Monitor FRRouting daemon logs (typically in syslog or journald) for unexpected crashes, segmentation faults, or assertions in the rfapi_rib.c module. Track BGP session state transitions and abnormal terminations of the BGP daemon process. Network-level detection should focus on malformed or suspicious BGP UPDATE messages using flow analysis or BGP monitoring tools. Configure alerting on daemon restarts and resource spikes.

Why prioritize this

This vulnerability merits prompt patching due to its high CVSS score, network-based attack surface, absence of authentication barriers, and direct impact on network availability. While not yet listed in CISA's KEV catalog, the severity and ease of exploitation make it a priority for any organization running FRRouting in a production or critical-path routing role. Prioritize based on the criticality of the routing infrastructure and exposure to untrusted BGP peers.

Risk score, explained

The CVSS 3.1 score of 7.5 (HIGH) reflects a network-accessible vulnerability with no privilege or user-interaction requirements and a complete availability impact. The attack complexity is low, meaning no special conditions or timing are needed. Confidentiality and integrity are not affected, but the denial-of-service impact on routing services elevates risk substantially for affected deployments.

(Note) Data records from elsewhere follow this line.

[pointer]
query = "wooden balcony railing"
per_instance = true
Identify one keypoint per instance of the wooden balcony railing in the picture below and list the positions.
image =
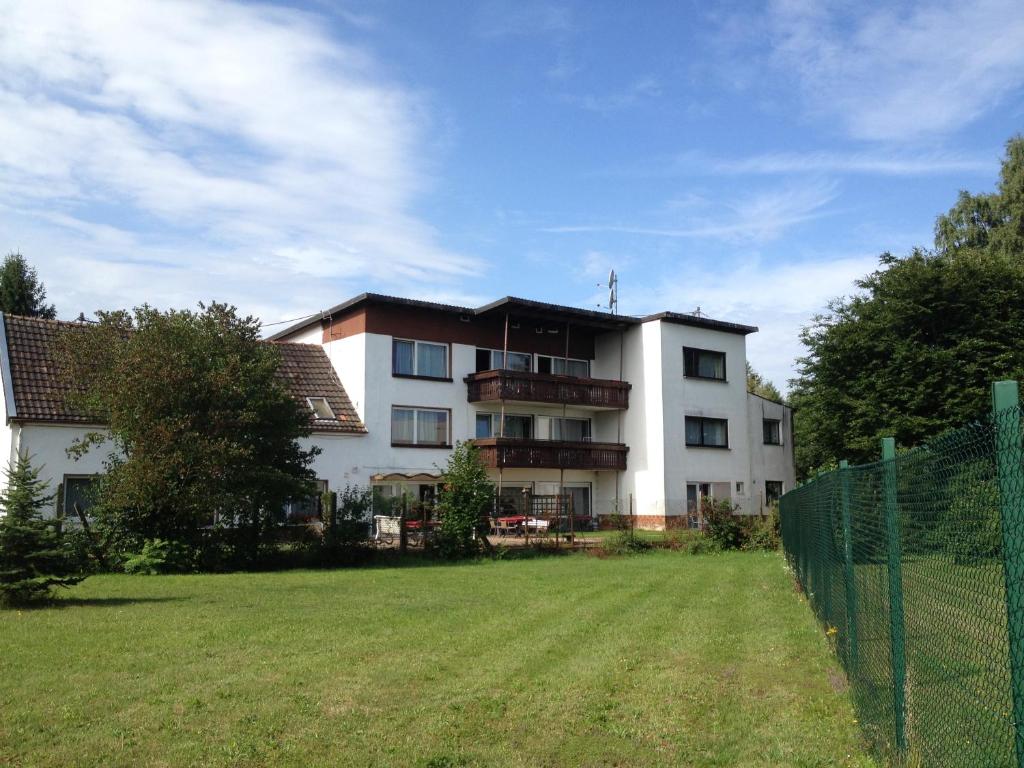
(528, 387)
(517, 453)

Frequently asked questions

Does this affect all versions of FRRouting?

No. Only stable/10.0 through stable/10.6 are confirmed vulnerable. Check the official FRRouting security advisory to confirm whether your branch and version are in scope, and verify if patches are available for older stable branches.

Can this be exploited from outside our network?

Yes, if your FRRouting instance accepts BGP connections from external peers or if an attacker can establish or inject packets into a BGP session. Organizations using route reflectors or edge routers that peer with upstream providers face higher exposure than internal-only deployments.

Do we need to restart services immediately, or can we schedule maintenance?

If you are actively receiving BGP updates from untrusted or external peers, prioritize patching and testing within your maintenance window. Internal-only or well-controlled BGP environments may allow for more flexible scheduling, but do not delay unnecessarily given the high severity.

What should we do while waiting for a patch?

Restrict BGP peering to known, trusted sources using access control lists (ACLs) and firewall rules. Monitor FRRouting daemon stability and BGP session metrics closely. Consider temporarily disabling BGP on non-critical routers until patches are deployed and validated.

This analysis is provided for informational and educational purposes. SEC.co does not warrant the accuracy or completeness of this information. Organizations should verify all patch versions, compatibility, and applicability against official vendor advisories before deployment. No exploit code or attack tooling is included or implied. Always test patches in a non-production environment first. Consult your security team and vendor support for guidance specific to your infrastructure and risk profile. Source: NVD (public-domain), retrieved 2026-07-07. Analysis generated by SEC.co (claude-haiku-4-5).